Da qui possiamo comprendere la portata rivoluzionaria del testo Queerfobia che ci invita ad uscire dalla nostra comfort zone e a non avere paura di un mondo diverso rispetto a quello che siamo abituati a conoscere, e che fino ad ora ci è sembrato l’unico possibile.

Testimonianze e dati
I due autori, entrambi scrittori torinesi impegnati nella promozione della tematica Lgbt, hanno articolato il testo in due grandi macrosezioni.
La prima racchiude interviste, sceneggiature, poesie e racconti di vita reale in cui vengono testimoniate le umiliazioni, gli insulti, il disprezzo, la violenza verbale e fisica che la comunità Lgbt è costretta a subire e poi ancora la rabbia, l’incomprensione e il suicidio, che sono le estreme conseguenze del giudizio altrui su chi si sente emarginato perché ritenuto diverso.

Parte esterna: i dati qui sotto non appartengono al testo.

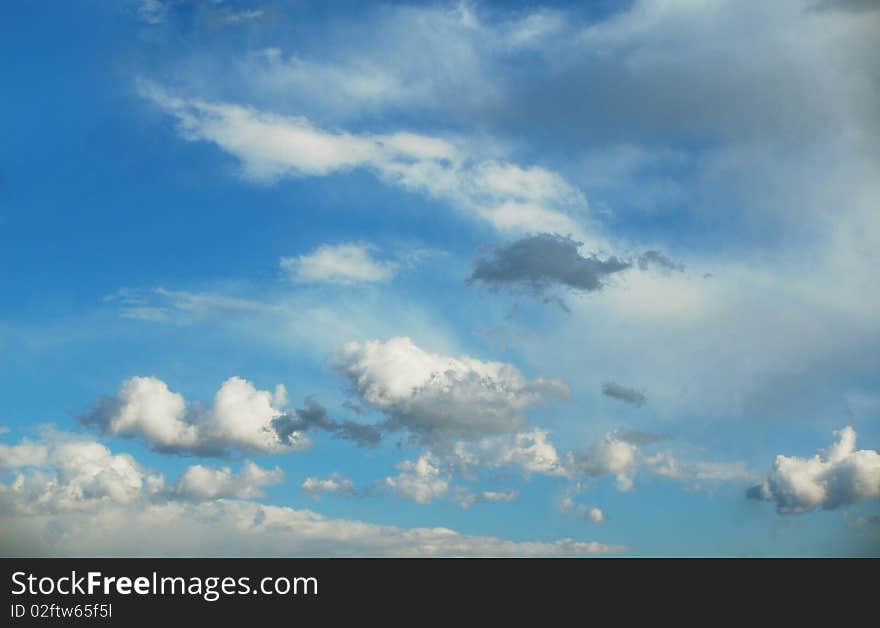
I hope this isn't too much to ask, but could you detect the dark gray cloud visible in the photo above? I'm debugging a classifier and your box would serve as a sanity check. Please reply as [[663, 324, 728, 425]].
[[467, 233, 631, 298], [602, 382, 648, 408], [272, 397, 382, 447], [638, 251, 684, 272]]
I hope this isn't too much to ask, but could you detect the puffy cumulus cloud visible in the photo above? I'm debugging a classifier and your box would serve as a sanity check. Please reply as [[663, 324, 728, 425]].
[[747, 426, 880, 514], [468, 233, 630, 304], [335, 337, 570, 443], [455, 488, 519, 510], [0, 433, 164, 515], [80, 377, 381, 456], [602, 382, 648, 408], [559, 495, 605, 525], [0, 440, 49, 470], [281, 242, 397, 284], [0, 500, 626, 557], [139, 80, 587, 234], [638, 251, 685, 273], [299, 473, 357, 497], [565, 433, 638, 491], [385, 453, 450, 504], [448, 428, 568, 475], [171, 461, 284, 502], [80, 377, 310, 455]]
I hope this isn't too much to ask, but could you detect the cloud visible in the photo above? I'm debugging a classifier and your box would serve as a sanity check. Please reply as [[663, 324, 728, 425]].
[[468, 233, 630, 304], [79, 377, 381, 456], [137, 0, 168, 24], [645, 453, 756, 482], [602, 382, 648, 408], [335, 337, 570, 443], [300, 473, 357, 498], [385, 453, 450, 504], [139, 80, 587, 234], [0, 432, 164, 515], [559, 495, 605, 525], [0, 430, 626, 557], [272, 398, 382, 447], [565, 433, 638, 491], [638, 251, 684, 272], [0, 500, 626, 557], [455, 489, 519, 510], [614, 430, 671, 447], [281, 243, 397, 284], [0, 440, 49, 470], [447, 428, 568, 476], [80, 377, 311, 456], [171, 461, 284, 502], [747, 426, 880, 514]]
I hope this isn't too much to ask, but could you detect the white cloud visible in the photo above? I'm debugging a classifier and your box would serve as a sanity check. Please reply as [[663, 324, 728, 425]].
[[644, 452, 755, 482], [81, 377, 311, 455], [559, 495, 605, 525], [139, 81, 587, 239], [0, 500, 626, 557], [385, 453, 449, 504], [300, 473, 356, 497], [336, 337, 569, 442], [0, 440, 49, 470], [0, 433, 164, 515], [172, 462, 284, 502], [748, 426, 880, 513], [281, 242, 397, 284], [448, 428, 568, 475], [455, 488, 519, 510], [0, 433, 626, 557]]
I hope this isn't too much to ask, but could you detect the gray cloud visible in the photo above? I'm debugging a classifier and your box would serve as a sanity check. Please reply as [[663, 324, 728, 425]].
[[602, 382, 648, 408], [638, 251, 684, 272], [467, 233, 630, 296], [272, 397, 382, 447], [614, 430, 672, 446]]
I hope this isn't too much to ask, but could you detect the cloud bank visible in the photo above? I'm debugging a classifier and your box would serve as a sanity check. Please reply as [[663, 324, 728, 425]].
[[747, 426, 880, 514]]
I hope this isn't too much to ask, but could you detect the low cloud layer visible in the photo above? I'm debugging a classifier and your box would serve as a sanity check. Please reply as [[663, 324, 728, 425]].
[[299, 473, 357, 498], [602, 382, 648, 408], [747, 426, 880, 514], [281, 242, 397, 284], [468, 233, 631, 296], [0, 433, 626, 557], [638, 251, 684, 272], [80, 377, 380, 456], [139, 81, 587, 238], [385, 453, 450, 504], [336, 337, 570, 444], [172, 462, 284, 502]]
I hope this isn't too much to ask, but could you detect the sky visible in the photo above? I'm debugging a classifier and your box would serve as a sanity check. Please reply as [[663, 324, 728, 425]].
[[0, 0, 880, 556]]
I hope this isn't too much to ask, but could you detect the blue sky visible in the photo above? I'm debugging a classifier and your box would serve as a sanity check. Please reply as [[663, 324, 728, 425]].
[[0, 0, 880, 556]]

“Amaramente devo constatare che la situazione in Italia non è cambiata, cioè non siamo riusciti a modificarla come speravamo. Consegniamo (alle nuove generazioni) un mondo migliorato, ma non abbastanza, non come ci illudevamo sarebbe diventato. Oggi si parla molto di omosessualità, ma se ne parla a vanvera e troppo spesso ancora in termini denigratori. L’omosessualità è ancora sovente sinonimo di stili di vita equivoci, di tendenza alla pedofilia, di ambienti al limite con l’illegalità. I gay e le lesbiche italiani non possono adottare un bambino perché evidentemente si ritiene che siano degli adulti peggiori degli adulti eterosessuali e che perciò siano intrinsecamente inadatti a fare i genitori.
[…] Ancora troppo poco si fa per contrastare il bullismo omofobo a scuola e nel mondo del lavoro. Generalmente i media offrono modelli di riferimento negativi, macchiettistici, il gay o la lesbica televisivi devono ancora troppo spesso suscitare l’ilarità del pubblico, le loro movenze sono calcate, ridicolizzate, stereotipate”.
Da questa prima parte emerge come la discriminazione, subdola o manifesta, provochi lentamente nella persona un annientamento fisico e psicologico spesso irreversibile.
La seconda sezione del libro si focalizza sulle “cronache di ordinaria omofobia” in cui emergono dati statistici agghiaccianti che registrano la distribuzione degli episodi di omofobia giorno per giorno. Il Nord e il Centro Italia rilevano la maggior quantità di aggressioni, soprattutto in grandi città come Milano, Firenze e Roma, ma il Sud non ne è esente; qui il retaggio della vecchia mentalità è ancora forte per cui per poter andare avanti si sceglie di sopportare in silenzio e di fingersi diversi da quel che si è o di emigrare al Nord dal momento che le grandi metropoli offrono maggiori possibilità di sopravvivenza.
Troppo spesso il senso di inadeguatezza che porta fino alla morte viene celato dietro la semplicistica motivazione di incidente stradale o di depressione, ma non è così. Tutto ciò ha un nome ed è quello di omofobia. Bisogna dare il giusto nome alle cose per poterle affrontare e superare.
È deprimente pensare che nel 2021 ci siano ancora così tante persone costrette a lottare per poter amare liberamente chi desiderano senza rischiare di essere aggredite per strada. Se è vero che l’odio genera odio allora l’amore genera amore, e l’amore non ha sesso né identità.
Dunque, quando arroccati sulle nostre convinzioni, ci lasciamo anche solo sfiorare dal pensiero che chi è diverso da noi non meriti i nostri stessi diritti, allora dovremmo ricordarci che la diversità è un diritto oltre che un valore e “quando perdiamo il diritto di essere diversi, perdiamo il privilegio di essere liberi”.